There are several ways to address problems with inter-rater reliability. The most common strategies include increasing the number of observations by each rater, providing raters with detailed scoring descriptions in a rubric, and using a larger scoring scale. Increasing observations and increasing the scoring scale are similar to common strategies for improving internal consistency reliability of an assessment. A similar warning applies to the use of a larger scoring scale: while a larger scoring scale can be more reliable, raters may be less likely to agree with 1 another. Consequently, they may be imprecise in their evaluation of a examinee’s performance, which would result in low inter-rater agreement (and absolute reliability). An example of seeking inter-rater consistency and inter-rater agreement is provided in Table 1, which also illustrates an impact of the length of the scoring scale using ICC and percent agreement. Including both consistency and agreement is not common in clinical research.13,15,26 However, given that doing so is highly recommended, SoTL investigators should attempt to report both when student performances were judged. The pharmacy education literature includes a study in which both inter-rater consistency and agreement were reported. When scoring a PharmD program’s admission essays, a balance between the 2 indices was sought, the result being a minimal SEM and an acceptably high ICC.27 While use of ICC alone favored 1 rubric, including SEM showed a more complete picture, resulting in more confident evaluations with less measurement error and alterations in rubric design toward a more holistic scoring.

Table 1.

Examples of Inter-rater Reliability and Inter-rater Agreement*

graphic file with name ajpe779186-t1.jpg

ADVANCED PSYCHOMETRIC MODELS

Complexity of research projects often calls for more advanced approaches to gathering validity evidence Table 2. As previously mentioned, some of the most popular approaches include generalizability theory, factor analysis, and item response theory.

Table 2.

Methods of Collecting Validity Evidence and Enhancing the Quality of Scholarship of Teaching and Learning (SoTL)

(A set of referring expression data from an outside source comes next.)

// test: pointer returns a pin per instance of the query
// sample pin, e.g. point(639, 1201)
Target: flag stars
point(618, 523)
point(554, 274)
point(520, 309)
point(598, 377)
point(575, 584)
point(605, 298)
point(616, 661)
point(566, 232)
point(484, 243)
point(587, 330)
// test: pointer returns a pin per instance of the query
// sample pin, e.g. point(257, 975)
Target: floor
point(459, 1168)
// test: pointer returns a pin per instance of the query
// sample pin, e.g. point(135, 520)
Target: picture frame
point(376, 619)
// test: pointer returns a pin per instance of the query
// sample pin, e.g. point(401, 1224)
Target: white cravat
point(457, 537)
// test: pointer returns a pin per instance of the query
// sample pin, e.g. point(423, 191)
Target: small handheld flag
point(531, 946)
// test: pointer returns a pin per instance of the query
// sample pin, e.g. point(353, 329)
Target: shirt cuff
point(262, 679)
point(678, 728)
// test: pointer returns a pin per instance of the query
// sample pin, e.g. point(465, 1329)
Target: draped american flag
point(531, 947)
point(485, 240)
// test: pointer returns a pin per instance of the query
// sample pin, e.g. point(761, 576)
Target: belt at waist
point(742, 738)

graphic file with name ajpe779186-t2.jpg

Generalizability Theory

If a SoTL researcher is using a test that is similar to an OSCE, in which multiple raters are scoring items while nested in different stations, the reliability indices discussed above would not be sufficient, even if more than 1 is reported. While researchers could evaluate the internal consistency of the items at each station or the inter-rater reliability among 2 or more raters at each station, those reliability indices would quantify only the measurement error specific to the items or the raters at that 1 station but would fall short of capturing the reliability of all items and raters across all the stations. Generalizability theory (G-theory) is a model that could be considered, as it simultaneously models variation in data from multiple sources (eg, stations, raters, and items) and provides 1 overall (combined) process reliability index for an entire multi-station assessment. In other words, this index includes both internal consistency and inter-rater reliability information. A further advantage of using G-theory is that subsequent decision-study analyses could identify which changes in the number of items, raters, and/or stations would improve the process reliability most beneficially for future assessments. As such, a distinct benefit with G-theory is that it can help optimize the number of raters and stations needed for a reliable test, which can be an important consideration given the limited curricular resources (ie, faculty, space, finances) available to pharmacy colleges and schools for assessment of student learning.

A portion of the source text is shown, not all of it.